You've probably seen aguas frescas beckoning from the counters of Mexican restaurants such as Fonda Dona Maria and Gorditas Aguascalientes, where 5-gallon garrafones (like big pickle jars) of various flavors create a liquid rainbow. Unfortunately, it's hard to tell if they're made from scratch.

Aguas frescas made with powdered mixes, concentrates and artificial flavorings do not yield the same condition benefits or taste as homemade drinks and are often over sweetened. I'm not a Sugar Busters fanatic, but even recipes calling for a cup of sweetener blow out my taste buds. Don't be afraid to cut the sugar content of the recipes we've gathered; you can all the time add more later, if necessary. The riper the fruit, the less added sweetener you'll need.

Give aguas frescas a minuscule added zing by using sparkling water. As with licuados, the base flavors are as limitless as your imagination. I've even seen them made with cucumbers.

If you want a wild experiment, try a chia fresca.
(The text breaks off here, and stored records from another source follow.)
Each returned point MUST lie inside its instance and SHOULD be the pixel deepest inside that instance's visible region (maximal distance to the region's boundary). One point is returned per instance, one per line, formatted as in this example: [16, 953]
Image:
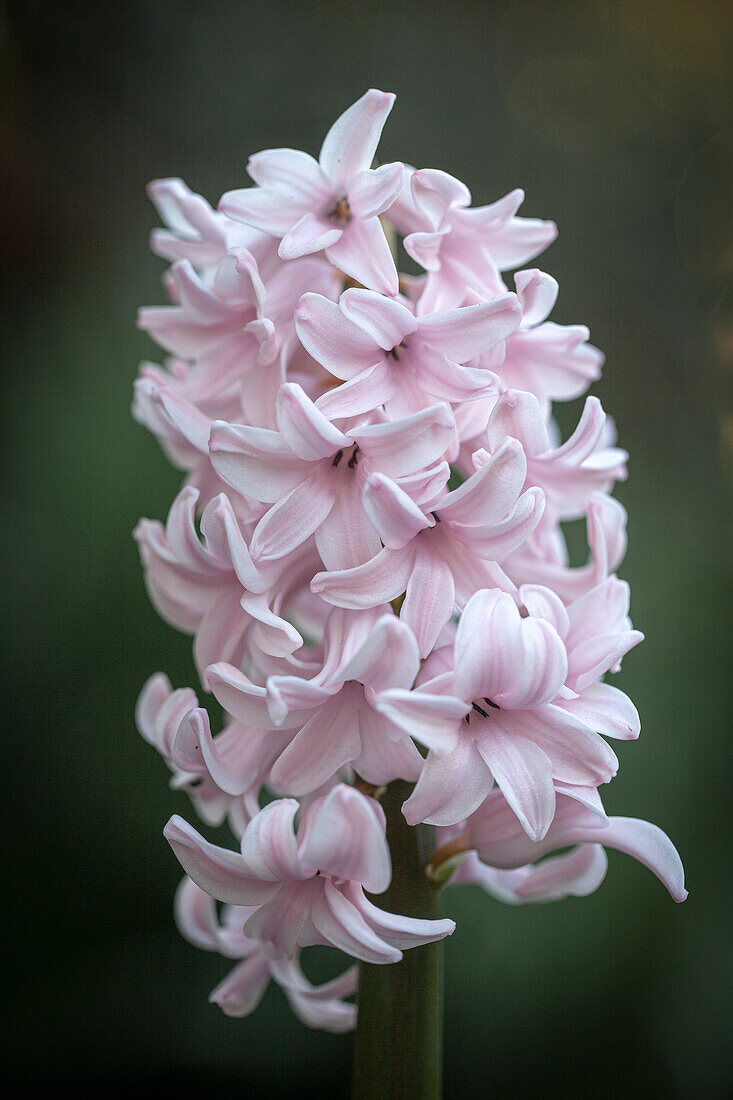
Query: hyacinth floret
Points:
[369, 556]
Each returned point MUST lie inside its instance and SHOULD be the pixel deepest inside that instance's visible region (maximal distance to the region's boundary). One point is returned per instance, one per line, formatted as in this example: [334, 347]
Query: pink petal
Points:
[430, 597]
[219, 871]
[435, 191]
[578, 872]
[296, 176]
[376, 582]
[439, 376]
[347, 538]
[387, 659]
[196, 915]
[351, 142]
[402, 932]
[258, 462]
[331, 338]
[363, 393]
[543, 603]
[387, 322]
[425, 250]
[243, 988]
[385, 754]
[371, 193]
[461, 334]
[310, 233]
[363, 253]
[223, 537]
[269, 846]
[404, 447]
[341, 924]
[244, 701]
[494, 541]
[605, 710]
[537, 293]
[293, 519]
[394, 515]
[648, 845]
[518, 415]
[346, 840]
[587, 436]
[324, 745]
[450, 788]
[577, 754]
[512, 661]
[489, 495]
[305, 428]
[431, 719]
[524, 773]
[264, 210]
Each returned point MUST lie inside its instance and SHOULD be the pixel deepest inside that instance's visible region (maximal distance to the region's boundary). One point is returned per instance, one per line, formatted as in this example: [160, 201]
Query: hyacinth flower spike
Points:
[369, 552]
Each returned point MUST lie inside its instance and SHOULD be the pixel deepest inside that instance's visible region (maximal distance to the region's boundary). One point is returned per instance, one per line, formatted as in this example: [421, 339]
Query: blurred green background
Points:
[615, 118]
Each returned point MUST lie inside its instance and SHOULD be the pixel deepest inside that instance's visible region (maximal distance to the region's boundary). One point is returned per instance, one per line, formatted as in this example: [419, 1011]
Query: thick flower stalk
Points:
[368, 551]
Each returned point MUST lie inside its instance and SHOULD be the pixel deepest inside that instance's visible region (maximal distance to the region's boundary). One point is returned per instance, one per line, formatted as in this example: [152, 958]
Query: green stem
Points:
[398, 1042]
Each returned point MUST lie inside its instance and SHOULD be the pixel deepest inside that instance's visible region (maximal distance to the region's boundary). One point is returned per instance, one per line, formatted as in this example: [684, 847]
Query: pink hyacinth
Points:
[369, 553]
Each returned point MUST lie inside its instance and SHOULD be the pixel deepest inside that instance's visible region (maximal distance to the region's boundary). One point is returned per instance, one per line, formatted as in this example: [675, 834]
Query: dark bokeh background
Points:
[615, 119]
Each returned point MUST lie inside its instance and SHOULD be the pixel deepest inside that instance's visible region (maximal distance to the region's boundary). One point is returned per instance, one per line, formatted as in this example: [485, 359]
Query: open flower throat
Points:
[368, 552]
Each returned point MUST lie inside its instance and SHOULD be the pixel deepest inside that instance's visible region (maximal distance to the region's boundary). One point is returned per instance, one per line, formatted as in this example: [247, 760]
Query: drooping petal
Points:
[293, 519]
[263, 209]
[351, 142]
[269, 846]
[402, 932]
[347, 537]
[514, 662]
[243, 988]
[196, 915]
[489, 495]
[524, 773]
[463, 333]
[219, 871]
[371, 193]
[518, 415]
[324, 745]
[430, 597]
[387, 659]
[256, 461]
[376, 582]
[362, 252]
[415, 442]
[431, 719]
[537, 293]
[308, 432]
[346, 840]
[605, 710]
[394, 515]
[335, 341]
[341, 924]
[309, 234]
[387, 322]
[295, 175]
[363, 393]
[450, 787]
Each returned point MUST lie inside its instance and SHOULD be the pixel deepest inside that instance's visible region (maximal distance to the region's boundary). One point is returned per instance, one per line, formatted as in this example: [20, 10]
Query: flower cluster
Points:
[369, 554]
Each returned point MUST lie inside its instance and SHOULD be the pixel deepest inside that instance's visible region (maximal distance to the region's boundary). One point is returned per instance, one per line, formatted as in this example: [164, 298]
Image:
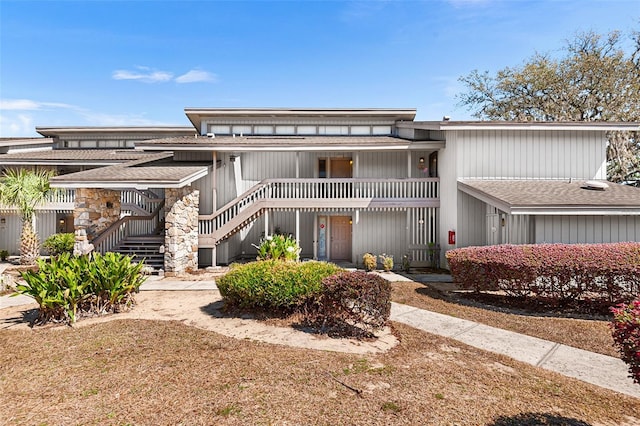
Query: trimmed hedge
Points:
[625, 329]
[57, 244]
[608, 272]
[273, 284]
[355, 298]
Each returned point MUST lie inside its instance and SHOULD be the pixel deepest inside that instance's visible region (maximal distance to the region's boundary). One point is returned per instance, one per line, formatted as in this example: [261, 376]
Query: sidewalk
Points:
[600, 370]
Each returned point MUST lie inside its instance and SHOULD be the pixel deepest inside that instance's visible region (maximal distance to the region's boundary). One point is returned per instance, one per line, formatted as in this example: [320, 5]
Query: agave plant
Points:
[26, 190]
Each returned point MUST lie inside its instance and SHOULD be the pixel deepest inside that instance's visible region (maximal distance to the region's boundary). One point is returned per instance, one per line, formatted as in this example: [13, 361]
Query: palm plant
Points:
[26, 190]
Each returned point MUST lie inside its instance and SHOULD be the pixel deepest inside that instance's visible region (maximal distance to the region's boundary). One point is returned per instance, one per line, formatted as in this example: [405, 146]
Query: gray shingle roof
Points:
[553, 195]
[65, 156]
[154, 169]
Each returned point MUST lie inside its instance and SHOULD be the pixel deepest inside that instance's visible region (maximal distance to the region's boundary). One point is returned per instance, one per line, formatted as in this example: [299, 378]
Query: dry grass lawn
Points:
[591, 335]
[166, 373]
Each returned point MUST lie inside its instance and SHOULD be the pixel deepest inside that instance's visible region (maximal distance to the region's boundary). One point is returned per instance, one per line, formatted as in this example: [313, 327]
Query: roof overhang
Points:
[125, 183]
[123, 130]
[601, 126]
[554, 197]
[197, 115]
[287, 144]
[156, 172]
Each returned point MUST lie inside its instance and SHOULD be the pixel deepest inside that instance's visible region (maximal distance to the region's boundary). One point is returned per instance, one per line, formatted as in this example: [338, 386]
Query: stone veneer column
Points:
[95, 210]
[181, 230]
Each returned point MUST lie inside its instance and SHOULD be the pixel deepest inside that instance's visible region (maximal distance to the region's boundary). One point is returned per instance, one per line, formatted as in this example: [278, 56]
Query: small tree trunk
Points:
[29, 244]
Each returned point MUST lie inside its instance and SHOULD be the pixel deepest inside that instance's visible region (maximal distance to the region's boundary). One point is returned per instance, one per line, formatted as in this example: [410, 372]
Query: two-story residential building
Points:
[349, 181]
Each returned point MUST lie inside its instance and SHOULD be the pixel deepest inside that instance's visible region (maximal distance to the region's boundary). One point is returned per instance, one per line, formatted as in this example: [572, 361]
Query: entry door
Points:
[341, 168]
[340, 238]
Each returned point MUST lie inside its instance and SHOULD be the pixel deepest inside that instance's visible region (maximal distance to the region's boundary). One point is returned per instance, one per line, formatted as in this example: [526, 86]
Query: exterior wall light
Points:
[422, 166]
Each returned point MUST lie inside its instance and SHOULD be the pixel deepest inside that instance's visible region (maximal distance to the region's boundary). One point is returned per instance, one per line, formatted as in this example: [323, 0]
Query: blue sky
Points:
[123, 63]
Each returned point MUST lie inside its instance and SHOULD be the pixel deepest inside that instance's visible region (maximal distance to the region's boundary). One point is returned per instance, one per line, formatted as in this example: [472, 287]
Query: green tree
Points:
[595, 78]
[26, 190]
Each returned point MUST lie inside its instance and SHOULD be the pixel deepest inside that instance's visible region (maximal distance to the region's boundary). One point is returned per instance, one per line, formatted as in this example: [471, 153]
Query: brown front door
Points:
[340, 238]
[341, 168]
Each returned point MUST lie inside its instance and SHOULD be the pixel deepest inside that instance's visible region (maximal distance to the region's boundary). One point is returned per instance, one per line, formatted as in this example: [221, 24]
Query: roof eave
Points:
[511, 125]
[141, 185]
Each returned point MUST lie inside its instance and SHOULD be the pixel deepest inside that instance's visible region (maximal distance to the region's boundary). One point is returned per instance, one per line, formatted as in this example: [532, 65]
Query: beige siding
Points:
[586, 229]
[380, 232]
[504, 154]
[10, 231]
[472, 221]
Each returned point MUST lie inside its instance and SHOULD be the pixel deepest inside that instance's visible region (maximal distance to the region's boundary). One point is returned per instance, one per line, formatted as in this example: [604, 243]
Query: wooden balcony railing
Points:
[319, 194]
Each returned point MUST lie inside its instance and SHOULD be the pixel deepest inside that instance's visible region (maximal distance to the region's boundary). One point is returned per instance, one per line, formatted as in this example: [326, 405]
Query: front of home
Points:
[344, 182]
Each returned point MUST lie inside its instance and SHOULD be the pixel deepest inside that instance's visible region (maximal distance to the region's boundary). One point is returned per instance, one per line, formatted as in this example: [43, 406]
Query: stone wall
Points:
[95, 210]
[181, 230]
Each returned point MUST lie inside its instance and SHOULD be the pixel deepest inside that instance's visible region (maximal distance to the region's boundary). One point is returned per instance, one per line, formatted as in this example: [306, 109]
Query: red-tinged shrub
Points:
[354, 300]
[608, 272]
[626, 335]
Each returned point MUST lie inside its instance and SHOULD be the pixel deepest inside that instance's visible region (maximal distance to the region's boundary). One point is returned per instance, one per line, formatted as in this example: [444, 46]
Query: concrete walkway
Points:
[600, 370]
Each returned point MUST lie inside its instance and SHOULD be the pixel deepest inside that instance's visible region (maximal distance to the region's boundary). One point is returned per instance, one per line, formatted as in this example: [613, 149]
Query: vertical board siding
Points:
[10, 233]
[391, 164]
[510, 154]
[586, 229]
[378, 233]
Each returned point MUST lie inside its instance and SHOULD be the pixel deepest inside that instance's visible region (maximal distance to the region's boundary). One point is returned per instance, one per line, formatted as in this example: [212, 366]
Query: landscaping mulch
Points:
[576, 326]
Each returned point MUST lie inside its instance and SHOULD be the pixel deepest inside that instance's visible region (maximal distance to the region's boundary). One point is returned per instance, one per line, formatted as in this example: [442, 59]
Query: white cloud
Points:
[29, 105]
[144, 74]
[196, 76]
[148, 75]
[464, 3]
[16, 126]
[115, 120]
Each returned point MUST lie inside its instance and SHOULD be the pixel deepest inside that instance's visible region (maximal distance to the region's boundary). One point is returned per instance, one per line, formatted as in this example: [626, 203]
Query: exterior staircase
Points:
[143, 247]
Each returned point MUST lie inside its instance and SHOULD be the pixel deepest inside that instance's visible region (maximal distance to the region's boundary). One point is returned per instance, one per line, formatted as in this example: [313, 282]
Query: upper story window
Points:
[301, 129]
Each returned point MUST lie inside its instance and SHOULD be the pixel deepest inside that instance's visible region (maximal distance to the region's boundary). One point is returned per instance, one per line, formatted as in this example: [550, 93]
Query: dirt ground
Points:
[202, 309]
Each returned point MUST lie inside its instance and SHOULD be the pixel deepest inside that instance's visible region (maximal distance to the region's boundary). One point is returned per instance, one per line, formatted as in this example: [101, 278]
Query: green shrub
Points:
[369, 261]
[387, 262]
[274, 285]
[278, 247]
[355, 298]
[59, 243]
[68, 285]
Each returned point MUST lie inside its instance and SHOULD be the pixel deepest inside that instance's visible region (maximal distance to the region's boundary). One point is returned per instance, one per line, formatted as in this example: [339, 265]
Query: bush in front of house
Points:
[57, 244]
[608, 272]
[354, 299]
[278, 247]
[274, 285]
[69, 286]
[625, 328]
[370, 261]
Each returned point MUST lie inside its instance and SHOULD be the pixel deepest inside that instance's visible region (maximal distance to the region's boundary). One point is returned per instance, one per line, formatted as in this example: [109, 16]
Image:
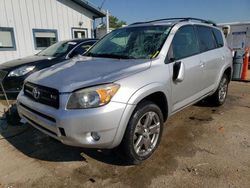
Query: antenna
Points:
[102, 4]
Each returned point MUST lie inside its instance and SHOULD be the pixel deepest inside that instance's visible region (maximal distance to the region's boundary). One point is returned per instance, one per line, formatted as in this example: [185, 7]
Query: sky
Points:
[220, 11]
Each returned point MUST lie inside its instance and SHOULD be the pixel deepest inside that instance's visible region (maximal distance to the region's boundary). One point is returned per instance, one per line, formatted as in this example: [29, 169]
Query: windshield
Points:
[131, 43]
[57, 50]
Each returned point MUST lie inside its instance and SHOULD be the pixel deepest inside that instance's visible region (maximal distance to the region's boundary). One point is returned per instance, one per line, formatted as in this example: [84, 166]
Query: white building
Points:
[237, 34]
[27, 26]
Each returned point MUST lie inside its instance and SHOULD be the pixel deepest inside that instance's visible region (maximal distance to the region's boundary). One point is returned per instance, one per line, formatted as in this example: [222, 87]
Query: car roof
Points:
[173, 21]
[80, 40]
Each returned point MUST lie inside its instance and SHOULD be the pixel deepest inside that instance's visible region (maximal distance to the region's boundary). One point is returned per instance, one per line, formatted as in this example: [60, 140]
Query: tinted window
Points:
[185, 43]
[206, 37]
[218, 37]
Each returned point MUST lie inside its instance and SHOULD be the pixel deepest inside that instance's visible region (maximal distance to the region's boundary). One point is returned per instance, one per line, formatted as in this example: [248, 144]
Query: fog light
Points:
[95, 136]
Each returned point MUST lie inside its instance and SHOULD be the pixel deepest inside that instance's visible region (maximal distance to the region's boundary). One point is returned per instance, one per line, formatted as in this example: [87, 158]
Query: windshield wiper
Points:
[116, 56]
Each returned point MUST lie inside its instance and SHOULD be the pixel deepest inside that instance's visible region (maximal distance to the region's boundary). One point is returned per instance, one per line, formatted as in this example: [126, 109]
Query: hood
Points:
[87, 71]
[23, 61]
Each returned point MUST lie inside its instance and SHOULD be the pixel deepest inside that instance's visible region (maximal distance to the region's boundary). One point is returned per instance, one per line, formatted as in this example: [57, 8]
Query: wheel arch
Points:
[153, 92]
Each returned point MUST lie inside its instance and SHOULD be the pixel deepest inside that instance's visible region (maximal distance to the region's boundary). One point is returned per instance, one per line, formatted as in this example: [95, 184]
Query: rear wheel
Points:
[219, 97]
[143, 132]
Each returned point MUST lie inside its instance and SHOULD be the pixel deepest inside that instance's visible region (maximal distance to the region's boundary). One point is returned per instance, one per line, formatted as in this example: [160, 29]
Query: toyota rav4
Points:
[125, 87]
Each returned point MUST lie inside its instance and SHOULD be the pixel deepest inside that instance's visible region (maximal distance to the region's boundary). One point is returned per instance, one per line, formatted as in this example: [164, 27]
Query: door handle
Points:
[178, 71]
[202, 64]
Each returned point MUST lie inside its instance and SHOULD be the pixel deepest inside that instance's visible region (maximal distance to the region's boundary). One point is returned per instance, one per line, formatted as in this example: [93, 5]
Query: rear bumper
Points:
[74, 127]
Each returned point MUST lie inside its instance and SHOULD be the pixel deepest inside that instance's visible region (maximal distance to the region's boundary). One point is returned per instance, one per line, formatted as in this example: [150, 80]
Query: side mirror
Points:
[178, 72]
[73, 54]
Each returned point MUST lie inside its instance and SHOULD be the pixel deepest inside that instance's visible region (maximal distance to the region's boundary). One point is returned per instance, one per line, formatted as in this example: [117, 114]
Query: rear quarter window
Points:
[206, 38]
[218, 37]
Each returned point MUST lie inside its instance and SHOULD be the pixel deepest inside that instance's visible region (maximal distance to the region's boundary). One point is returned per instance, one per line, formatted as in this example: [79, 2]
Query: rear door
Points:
[212, 56]
[185, 50]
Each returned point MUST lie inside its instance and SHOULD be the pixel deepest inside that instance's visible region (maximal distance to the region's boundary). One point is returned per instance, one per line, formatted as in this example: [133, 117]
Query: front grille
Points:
[42, 94]
[2, 75]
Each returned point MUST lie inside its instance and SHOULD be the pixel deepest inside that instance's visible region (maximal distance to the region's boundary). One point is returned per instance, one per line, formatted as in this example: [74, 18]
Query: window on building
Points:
[7, 39]
[79, 33]
[44, 38]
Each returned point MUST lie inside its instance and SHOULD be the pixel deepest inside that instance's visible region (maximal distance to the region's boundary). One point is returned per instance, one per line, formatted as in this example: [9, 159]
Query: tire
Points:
[143, 133]
[220, 95]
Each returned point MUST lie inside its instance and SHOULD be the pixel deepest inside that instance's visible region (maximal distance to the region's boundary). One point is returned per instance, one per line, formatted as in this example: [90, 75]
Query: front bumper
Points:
[74, 127]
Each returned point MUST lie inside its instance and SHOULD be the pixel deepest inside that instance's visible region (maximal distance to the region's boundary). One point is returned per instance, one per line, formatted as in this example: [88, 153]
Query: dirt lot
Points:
[201, 147]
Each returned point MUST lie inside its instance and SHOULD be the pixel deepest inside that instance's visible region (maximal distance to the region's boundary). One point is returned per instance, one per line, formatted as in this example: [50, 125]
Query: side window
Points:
[207, 41]
[185, 43]
[81, 49]
[218, 37]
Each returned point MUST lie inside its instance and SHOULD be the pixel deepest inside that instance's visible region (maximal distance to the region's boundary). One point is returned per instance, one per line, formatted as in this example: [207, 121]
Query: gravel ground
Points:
[201, 147]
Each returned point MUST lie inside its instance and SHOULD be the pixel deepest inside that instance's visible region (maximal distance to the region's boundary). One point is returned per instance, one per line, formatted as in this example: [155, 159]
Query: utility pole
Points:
[107, 21]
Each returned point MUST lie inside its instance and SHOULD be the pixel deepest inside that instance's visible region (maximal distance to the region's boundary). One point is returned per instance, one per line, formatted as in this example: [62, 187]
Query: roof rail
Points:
[177, 20]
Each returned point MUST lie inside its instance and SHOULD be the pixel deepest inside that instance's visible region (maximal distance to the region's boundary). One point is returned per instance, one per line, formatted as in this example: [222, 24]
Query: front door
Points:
[185, 51]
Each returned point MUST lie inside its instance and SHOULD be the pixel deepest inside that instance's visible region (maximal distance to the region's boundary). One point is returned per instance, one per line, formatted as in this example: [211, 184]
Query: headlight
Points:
[21, 71]
[92, 97]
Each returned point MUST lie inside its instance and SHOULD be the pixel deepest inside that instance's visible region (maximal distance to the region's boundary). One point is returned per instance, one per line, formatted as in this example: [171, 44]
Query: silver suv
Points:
[127, 85]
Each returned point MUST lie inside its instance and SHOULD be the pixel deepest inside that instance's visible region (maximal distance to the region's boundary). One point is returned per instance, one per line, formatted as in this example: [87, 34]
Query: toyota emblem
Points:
[36, 93]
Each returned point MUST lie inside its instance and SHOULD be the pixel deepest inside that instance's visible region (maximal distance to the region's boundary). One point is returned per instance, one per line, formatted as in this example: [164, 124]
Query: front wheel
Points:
[219, 97]
[143, 132]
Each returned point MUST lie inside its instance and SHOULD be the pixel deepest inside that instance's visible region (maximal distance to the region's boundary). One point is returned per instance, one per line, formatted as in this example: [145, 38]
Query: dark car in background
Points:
[13, 73]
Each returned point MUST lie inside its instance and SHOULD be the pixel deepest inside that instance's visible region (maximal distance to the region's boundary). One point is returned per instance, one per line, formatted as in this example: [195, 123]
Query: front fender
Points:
[137, 96]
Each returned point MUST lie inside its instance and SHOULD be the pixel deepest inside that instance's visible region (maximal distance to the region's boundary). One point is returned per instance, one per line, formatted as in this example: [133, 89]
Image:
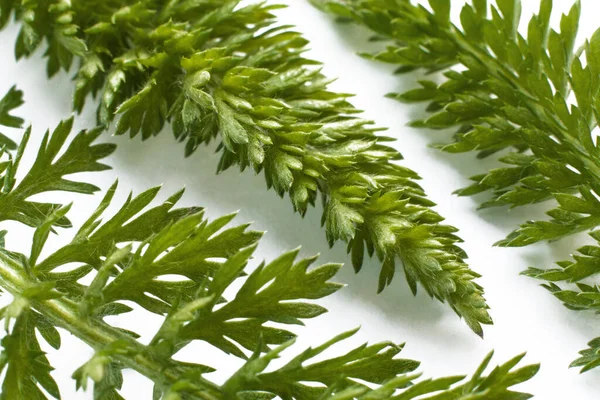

It's like the Mexican version of an Oriental bubble tea. It's made from the seeds of the Salvia hispanica plant, which are infused with water and lime juice until they become gelatinous. Chia fresca was reputedly the basic survival division of Aztec warriors, and today in Mexico it's still thought about a mighty rehabilitation for joint pain, sore skin and digestive disorders. (Chia seeds are available at Houston-area herberias for about a pound.)

Horchatas were brought to the New World by Spaniards. Originally made with almonds or a small white tuber called chufa, the drinks are milky-looking but dairy-free - like a liquid rice pudding. The Aztecs and Mayans pulverized the ingredients with a metate y mano - the old stone implement also used to grind corn and chocolate. (More power to them, I say, as I plug in the blender.)

Even with contemporary machinery, you're still converting something hard and raw into a liquid. This means blending the ingredients into a base meal, soaking the aggregate in water overnight, blending again, then straining - and straining and straining - it straight through a fine-mesh sieve to get all the grit out. Otherwise, the horchata will be chalky.